El pasado jueves, el Consejo General del Poder Judicial creyó necesario desagraviar a la Audiencia Nacional ante ciertos comentarios de observadores externos que habían puesto en tela de juicio su funcionalidad. ¿Hacía falta en este momento esa defensa de la independencia judicial, ofrecida precisamente al órgano jurisdiccional que instruye y ha de juzgar los casos Banesto y GAL? Es dudoso que existan suficientes causas para ello, pues, como declaró unos días antes el propio presidente del CGPJ, las razones aducidas eran objetivamente nimias. Pero es verdad que el asfixiante clima mediatizador que rodea a la Audiencia transforma a las personas más ecuánimes en orgullosos pedestales de susceptibilidad: de ahí que reaccionen con desmesuradas amenazas de dimisión irrevocable.Lo que no quita para que la independencia de los jueces sea ciertamente un problema. Pero no por las razones que alegan quienes se hacen los ofendidos, sino por otras muy distintas, que a veces hacen dudar de la imparcialidad de la justicia. Y no me refiero con esto al elogiable fallo del Supremo sobre el caso Nécora, pues allí sí ha demostrado la justicia española su verdadera independencia, desafiando a la opinión pública y rechazando todo corporativismo al descalificar la dudosa instrucción realizada por un famoso juez que goza del caluroso aplauso de una prensa adicta. Sino al propio diseño institucional de la judicatura, que favorece una cierta personalización de la justicia. He aquí los rasgos que más problemáticos parecen.

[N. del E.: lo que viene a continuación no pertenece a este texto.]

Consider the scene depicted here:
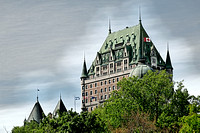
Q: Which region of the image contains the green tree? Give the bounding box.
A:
[180,104,200,133]
[12,110,106,133]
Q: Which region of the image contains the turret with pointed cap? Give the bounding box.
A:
[27,99,45,123]
[53,95,67,117]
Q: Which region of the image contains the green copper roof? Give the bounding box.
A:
[27,101,44,123]
[81,59,88,78]
[166,50,173,69]
[53,98,67,116]
[88,21,165,75]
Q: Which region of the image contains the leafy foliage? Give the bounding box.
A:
[12,110,106,133]
[12,71,200,133]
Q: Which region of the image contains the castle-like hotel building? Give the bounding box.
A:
[80,20,173,111]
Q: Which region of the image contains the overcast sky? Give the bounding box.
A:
[0,0,200,132]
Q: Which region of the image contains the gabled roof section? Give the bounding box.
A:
[53,98,67,116]
[81,59,88,78]
[88,21,165,75]
[27,101,45,123]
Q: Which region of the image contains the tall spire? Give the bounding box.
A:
[108,19,111,34]
[166,43,173,70]
[138,6,145,64]
[139,6,142,23]
[37,89,40,102]
[81,55,88,78]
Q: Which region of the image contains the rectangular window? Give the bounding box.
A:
[110,63,113,68]
[103,66,107,70]
[117,62,121,66]
[113,86,115,90]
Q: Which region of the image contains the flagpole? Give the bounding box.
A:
[74,96,76,111]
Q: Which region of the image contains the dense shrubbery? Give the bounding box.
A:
[13,71,200,133]
[12,110,107,133]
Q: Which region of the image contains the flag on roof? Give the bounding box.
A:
[91,96,96,99]
[144,37,151,42]
[74,97,80,100]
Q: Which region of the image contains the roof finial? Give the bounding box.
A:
[139,6,142,23]
[167,42,169,51]
[108,19,111,34]
[37,89,40,102]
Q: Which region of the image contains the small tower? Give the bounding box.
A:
[27,96,45,123]
[80,57,88,111]
[53,95,67,117]
[138,15,145,64]
[165,45,173,75]
[150,45,157,68]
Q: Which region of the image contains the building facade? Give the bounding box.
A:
[80,20,173,111]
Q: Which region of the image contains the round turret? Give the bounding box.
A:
[129,65,153,78]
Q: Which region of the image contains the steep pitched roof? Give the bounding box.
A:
[88,21,165,75]
[53,98,67,116]
[27,101,45,123]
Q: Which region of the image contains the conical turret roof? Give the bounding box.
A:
[53,98,67,116]
[27,101,45,123]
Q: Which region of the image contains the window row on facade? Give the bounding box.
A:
[95,59,129,77]
[85,77,119,89]
[82,94,111,103]
[83,86,115,96]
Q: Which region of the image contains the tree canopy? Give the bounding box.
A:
[12,70,200,133]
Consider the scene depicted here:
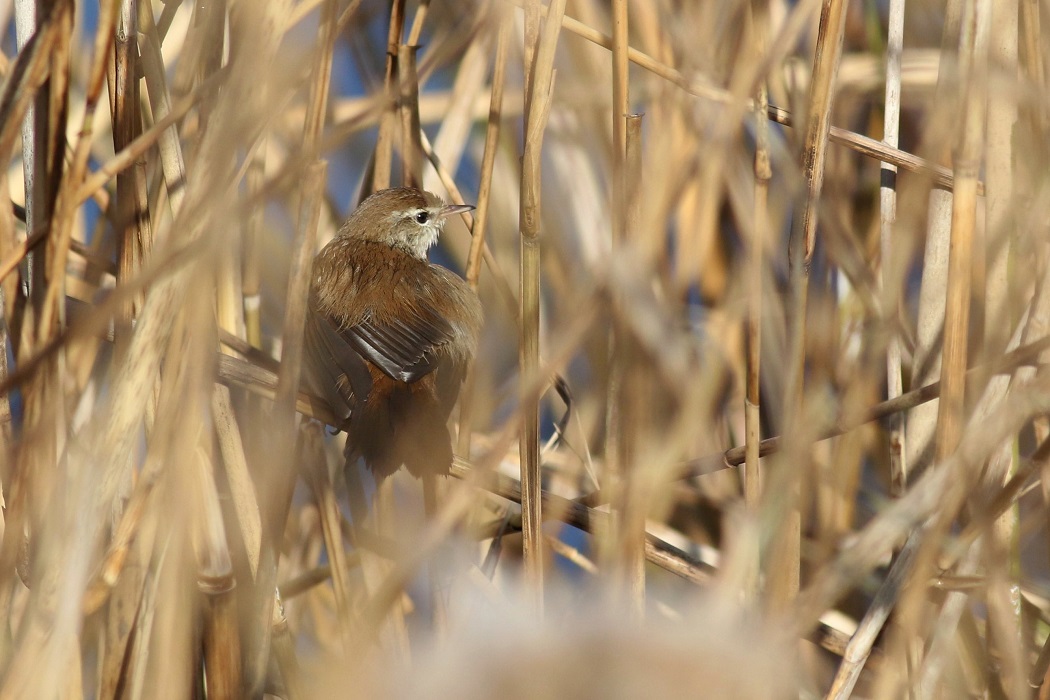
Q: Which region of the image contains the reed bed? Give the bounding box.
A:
[0,0,1050,700]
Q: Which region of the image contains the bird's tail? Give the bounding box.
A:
[347,386,453,480]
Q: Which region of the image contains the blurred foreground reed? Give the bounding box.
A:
[0,0,1050,698]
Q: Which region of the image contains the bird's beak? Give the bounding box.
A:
[438,205,474,218]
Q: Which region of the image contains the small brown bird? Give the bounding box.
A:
[303,188,482,480]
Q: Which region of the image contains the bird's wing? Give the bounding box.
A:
[339,303,454,382]
[306,304,372,418]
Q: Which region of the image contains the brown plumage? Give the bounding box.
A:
[303,188,482,479]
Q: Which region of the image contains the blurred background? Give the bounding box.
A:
[0,0,1050,698]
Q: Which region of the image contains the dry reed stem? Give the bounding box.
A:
[397,45,423,189]
[372,0,404,192]
[769,0,845,608]
[519,0,565,611]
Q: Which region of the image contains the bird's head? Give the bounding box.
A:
[339,187,474,260]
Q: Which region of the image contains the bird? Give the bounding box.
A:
[303,187,482,482]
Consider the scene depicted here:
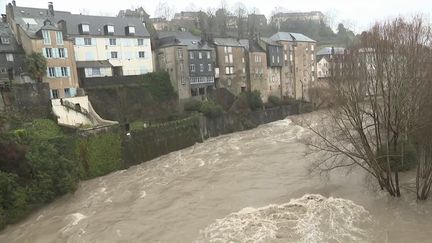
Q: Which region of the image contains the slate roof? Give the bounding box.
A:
[213,38,243,47]
[13,6,150,37]
[157,31,213,50]
[317,47,345,56]
[270,32,316,43]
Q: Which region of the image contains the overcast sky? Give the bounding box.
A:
[0,0,432,32]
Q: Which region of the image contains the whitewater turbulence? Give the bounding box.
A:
[196,195,373,242]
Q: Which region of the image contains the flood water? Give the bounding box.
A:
[0,113,432,243]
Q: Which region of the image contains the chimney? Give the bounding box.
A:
[48,2,54,17]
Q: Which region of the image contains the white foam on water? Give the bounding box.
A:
[196,195,373,243]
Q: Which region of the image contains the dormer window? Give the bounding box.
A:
[104,25,114,35]
[79,24,90,35]
[1,37,10,45]
[126,26,135,35]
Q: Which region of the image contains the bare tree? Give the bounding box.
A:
[308,17,432,199]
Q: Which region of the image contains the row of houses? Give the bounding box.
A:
[0,1,317,105]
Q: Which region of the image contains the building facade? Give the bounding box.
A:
[7,3,79,99]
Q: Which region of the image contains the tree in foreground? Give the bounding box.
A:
[308,17,432,200]
[25,52,47,82]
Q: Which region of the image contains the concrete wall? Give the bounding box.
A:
[74,36,153,75]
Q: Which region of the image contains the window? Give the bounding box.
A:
[45,48,53,58]
[42,30,51,45]
[1,37,10,45]
[47,67,55,78]
[58,48,66,58]
[64,88,71,98]
[51,89,59,99]
[56,31,63,45]
[84,38,92,46]
[92,68,101,76]
[81,24,90,33]
[6,53,13,62]
[60,67,69,77]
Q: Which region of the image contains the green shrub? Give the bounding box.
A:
[268,95,281,106]
[200,100,223,118]
[76,132,122,179]
[184,99,202,111]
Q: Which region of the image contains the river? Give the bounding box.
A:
[0,113,432,243]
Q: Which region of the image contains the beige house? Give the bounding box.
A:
[213,38,247,96]
[7,4,79,99]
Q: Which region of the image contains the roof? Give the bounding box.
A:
[317,47,345,56]
[213,38,243,47]
[158,31,212,50]
[270,32,316,43]
[0,22,24,53]
[13,6,150,37]
[76,60,112,68]
[239,39,265,52]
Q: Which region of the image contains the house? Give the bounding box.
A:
[259,38,286,98]
[0,15,25,83]
[239,38,270,101]
[213,38,247,96]
[270,32,316,101]
[58,14,153,79]
[155,32,215,100]
[6,1,79,99]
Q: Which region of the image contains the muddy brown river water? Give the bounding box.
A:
[0,117,432,243]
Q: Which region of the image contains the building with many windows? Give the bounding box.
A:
[7,2,79,99]
[155,32,215,100]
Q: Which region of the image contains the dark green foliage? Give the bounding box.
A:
[268,95,282,106]
[200,100,223,118]
[76,132,122,179]
[25,52,47,82]
[239,90,263,111]
[142,72,176,102]
[184,99,202,111]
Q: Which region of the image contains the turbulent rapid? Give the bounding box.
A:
[0,114,432,243]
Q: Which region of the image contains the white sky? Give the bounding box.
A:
[0,0,432,32]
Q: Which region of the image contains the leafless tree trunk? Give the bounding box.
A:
[308,17,432,197]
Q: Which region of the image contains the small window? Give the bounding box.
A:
[1,37,10,45]
[64,88,71,98]
[42,30,51,45]
[45,48,53,58]
[47,67,55,78]
[51,89,59,99]
[92,68,101,76]
[56,31,63,45]
[84,38,92,46]
[6,53,13,62]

Ante todo, la falta de control externo que detenta el poder judicial. En efecto, el Estado democrático de derecho se cimenta sobre el equilibrio de poderes separados que se limitan mutuamente. Cada uno de ellos debe ser independiente y soberano en su esfera, pero debe también estar controlado por los otros dos para evitar que se extralimite, pues los controles internos no bastan para autolimitarse. Por eso se debe impedir, por ejemplo, que el Ejecutivo disponga del poder ilimitado de clasificar algo como secreto de Estado: pues ese poder, como todos los demás, debe estar sometido a un control jurisdiccional externo. Pues bien, lo mismo sucede con el poder judicial propiamente dicho: ¿quién controla al controlador jurisdiccional?

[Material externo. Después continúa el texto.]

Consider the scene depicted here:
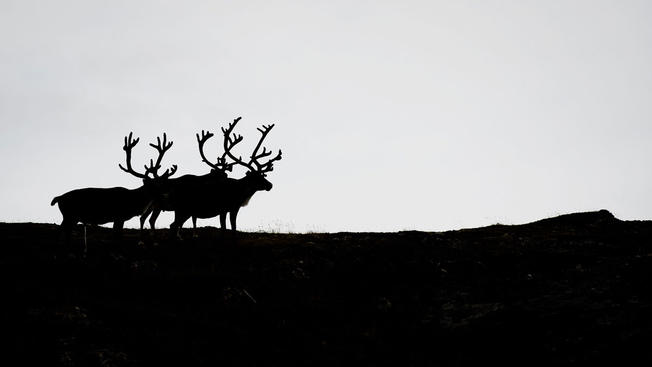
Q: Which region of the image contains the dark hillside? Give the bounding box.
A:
[0,211,652,366]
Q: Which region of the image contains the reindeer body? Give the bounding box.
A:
[50,133,177,250]
[50,185,154,229]
[140,170,227,230]
[170,173,272,231]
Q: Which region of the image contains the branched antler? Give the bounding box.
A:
[222,117,281,175]
[118,132,177,179]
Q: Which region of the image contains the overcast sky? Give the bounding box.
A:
[0,0,652,231]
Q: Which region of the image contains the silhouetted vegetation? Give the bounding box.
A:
[0,211,652,366]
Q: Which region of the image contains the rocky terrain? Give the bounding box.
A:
[0,211,652,366]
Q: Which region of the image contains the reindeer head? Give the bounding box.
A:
[118,132,177,187]
[222,117,281,191]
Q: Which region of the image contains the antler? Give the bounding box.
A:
[222,117,255,171]
[118,132,177,179]
[145,133,177,179]
[249,124,282,173]
[195,129,242,171]
[118,132,150,179]
[222,117,281,174]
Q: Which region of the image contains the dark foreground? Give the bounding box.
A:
[0,211,652,366]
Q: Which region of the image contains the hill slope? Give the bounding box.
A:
[0,211,652,366]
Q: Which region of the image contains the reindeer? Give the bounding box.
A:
[170,118,281,236]
[140,123,240,230]
[50,133,177,249]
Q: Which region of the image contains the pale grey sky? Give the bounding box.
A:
[0,0,652,231]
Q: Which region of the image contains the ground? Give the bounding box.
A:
[0,211,652,366]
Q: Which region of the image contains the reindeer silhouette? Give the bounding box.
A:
[170,117,281,236]
[140,123,240,230]
[50,133,177,251]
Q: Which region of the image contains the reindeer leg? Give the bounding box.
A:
[140,206,152,232]
[220,212,226,231]
[170,212,190,240]
[149,208,161,232]
[192,216,199,238]
[229,208,240,232]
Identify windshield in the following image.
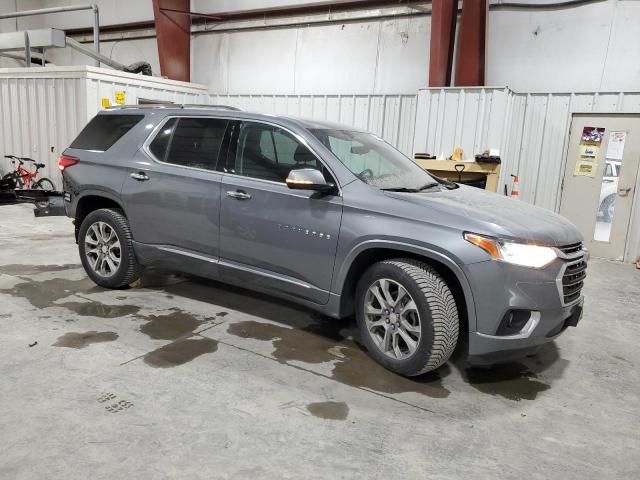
[311,129,437,191]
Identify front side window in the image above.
[149,117,228,170]
[311,129,437,191]
[224,122,332,182]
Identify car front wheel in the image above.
[356,259,458,376]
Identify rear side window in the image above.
[149,118,178,162]
[71,115,144,152]
[149,117,229,170]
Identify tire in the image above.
[33,177,56,191]
[78,208,144,289]
[355,259,459,377]
[600,195,616,222]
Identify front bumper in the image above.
[466,256,585,365]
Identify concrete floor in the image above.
[0,205,640,480]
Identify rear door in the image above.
[122,117,229,258]
[220,121,342,304]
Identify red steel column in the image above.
[429,0,458,87]
[153,0,191,82]
[454,0,488,87]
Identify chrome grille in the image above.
[558,243,582,255]
[558,243,587,305]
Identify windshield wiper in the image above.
[380,182,440,193]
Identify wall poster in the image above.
[573,127,604,178]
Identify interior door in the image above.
[560,114,640,260]
[220,122,342,304]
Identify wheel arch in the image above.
[335,241,476,337]
[73,190,126,243]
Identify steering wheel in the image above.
[356,168,373,182]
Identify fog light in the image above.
[496,310,531,336]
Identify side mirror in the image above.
[285,168,336,192]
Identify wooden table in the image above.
[416,159,500,192]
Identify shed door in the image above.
[560,114,640,260]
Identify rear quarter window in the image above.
[70,115,144,152]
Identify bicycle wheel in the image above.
[33,177,56,190]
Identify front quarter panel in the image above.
[331,181,488,331]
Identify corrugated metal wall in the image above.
[209,95,417,155]
[0,77,87,191]
[0,67,208,188]
[413,88,640,210]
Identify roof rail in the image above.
[106,103,240,111]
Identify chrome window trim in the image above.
[142,115,342,197]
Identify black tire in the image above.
[355,259,459,376]
[33,177,56,191]
[78,208,144,289]
[600,195,616,222]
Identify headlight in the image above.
[464,233,558,268]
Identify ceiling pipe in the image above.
[0,3,100,67]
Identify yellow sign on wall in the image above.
[115,90,125,105]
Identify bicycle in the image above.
[3,155,56,190]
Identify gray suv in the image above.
[59,106,586,376]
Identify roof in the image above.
[101,104,363,131]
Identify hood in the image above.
[384,185,583,246]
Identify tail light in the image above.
[58,155,80,171]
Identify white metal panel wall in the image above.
[209,95,417,156]
[0,77,87,187]
[413,88,640,210]
[0,66,208,188]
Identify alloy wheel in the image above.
[364,278,422,360]
[84,222,122,277]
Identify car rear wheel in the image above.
[356,259,458,376]
[78,208,144,288]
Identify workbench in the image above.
[416,158,500,192]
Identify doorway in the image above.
[560,114,640,261]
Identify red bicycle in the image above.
[4,155,56,190]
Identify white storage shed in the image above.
[0,66,209,188]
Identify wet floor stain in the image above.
[143,337,218,368]
[307,402,349,420]
[227,320,450,398]
[612,354,633,366]
[140,308,202,340]
[0,263,82,275]
[0,278,103,308]
[465,363,551,401]
[55,300,140,318]
[53,330,118,349]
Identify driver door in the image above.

El Consejo General del Poder Judicial controla internamente a la judicatura, pero ¿quién ejerce su necesario control externo? Aquí reside la extraordinaria relevancia del debate sobre la composición y nombramiento del CGPJ: ¿deben elegirlo por cooptación los miembros de las asociaciones de magistrados o deben elegirlo desde fuera los de más poderes del Estado? La postura del PP, a favor de la cooptación, me parece inadmisible, pues haría imposible cualquier control externo, sin el que todo poder tiende inevitablemente a caer en la extralimitación. Sánchez Ferlosio lo recordaba hace poco en estas páginas: dadle a cualquiera un arma, y, en ausencia de control, como las armas las carga el diablo, terminará por usarla indiscriminadamente. ¿Y existe arma más temible que el poder jurisdiccional?

Y esa posibilidad de extralimitarse crece al combinarse con las peculiaridades de la carrera judicial, cuyos procedimientos de acceso y ascenso están basados en la ocupación soberana de plazas en propiedad (mientras que los demás funcionarios dependen jerárquicamente de ejecutivos revocables), lo que hace posible un ejercicio personalista del poder, basado en la patrimonialización de los cargos. Desde Weber hemos aprendido a identificar el antiguo régimen con el patrimonialismo y, por tanto, a entender el Estado de derecho como despatrimonialización de la justicia, lo que exige sustituir al ejercicio discrecional del poder personal por la estricta obediencia a reglas formales de procedimiento. Pero para ello hace falta el imperio de la ley y sobran los jueces campeadores, que patrimonializan sus cargos cuando los ponen a la disposición de sus intereses personales, con grave riesgo de servir oscuros compromisos o espurias complicidades.